2009-01-24 21:00:21 | 読書日記
 札幌市内のアパートで、女性の変死体が発見された。遺体の女性は北海道警察本部生活安全部の水村朝美巡査と判明。容疑者となった交際相手は、同じ本部に所属する津久井巡査部長だった。やがて津久井に対する射殺命令がでてしまう。捜査から外された所轄署の佐伯警部補は、かつて、おとり捜査で組んだことのある津久井の潔白を証明するために有志たちとともに、極秘裡に捜査を始めたのだったが…。

 警察小説というと、どこか重厚で陰湿なイメージがあります。この作品も前半は、誰か見方か誰が裏切り者か分からず、サスペンス調に話が進みます。しかし、後半になると一転、騙し合い、裏の裏をかく駆け引きをしながら仲間を議事堂になんとか入れようとする話は、手に汗握るハードボイルド調になります。
 一度生死を分けるような仕事を一緒にやった仲間を信じ続ける主人公の男気は何ともニクい。
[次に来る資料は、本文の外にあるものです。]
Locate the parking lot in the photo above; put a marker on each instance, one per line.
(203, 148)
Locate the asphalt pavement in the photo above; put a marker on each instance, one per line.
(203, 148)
 「警察組織はそこまでするか?」という箇所もないわけでもないですが、実際の事件を基に小説化されているとのこと。現実の社会にも不可思議な事があるものです。


 

『のぼうの城』(和田竜)

2009-01-24 19:57:41 | 読書日記
 人の魅力とは何か?何が人を惹き付けるのか?
 
 乱世を生き延びるためには「何でもする」という時代の中で、「愛情」「仁」から出てくる”素直さ”・”真っ直ぐさ”に人々は魅かれるのではないだろうか?

 人間一人でできることは限られている。物事を成そうと思えば、多くの人の協力が必要になる場面がある。だからかこ乱世のリーダーには人望が必要なのでしょう。

 ”でくのぼう”の意味で「のぼう様」と呼ばれる主人公も、決して馬鹿にされているわけではなく、親しまれてそう呼ばれている。そんな関係から、戦乱になっても、「あの人を助けてあげなければいけないよなあ」という空気が流れる。

 不思議なキャラクターである。従来の戦国時代の小説には決して現れないキャラクターだと思います。
 脇を固める登場人物をそれぞれキャラがたっていて、何とも華やかな歴史小説です。
 
 

『生物と無生物のあいだ』(福岡伸一)

2009-01-24 19:39:40 | 読書日記
 「生命とは何か?それは自己複製を行うシステムである。20世紀の生命科学が到達した答えがこれだった。」

 著者は「生命とは動的平衡にある流れである」という認識。
 「生物が生きている限り、栄養学的要求とは無関係に、生体高分子も低分子代謝物質もともに変化して止まない。生命とは代謝の持続的変化であり、この変化こそが生命の真の姿である。」

 正直なところ、本書の内容の1割も理解できなかったかもしれません。しかし、
基礎学問を日夜研究してる研究者の生活、研究の面白さ・苦しさ、成功時の知的興奮など、知らない世界を楽しませてもらいました。

 こういった専門分野の内容を素人にも分かり易く伝えることは難しいと思いますが、著者がこんなにも面白く文章にできるその技量に感嘆です。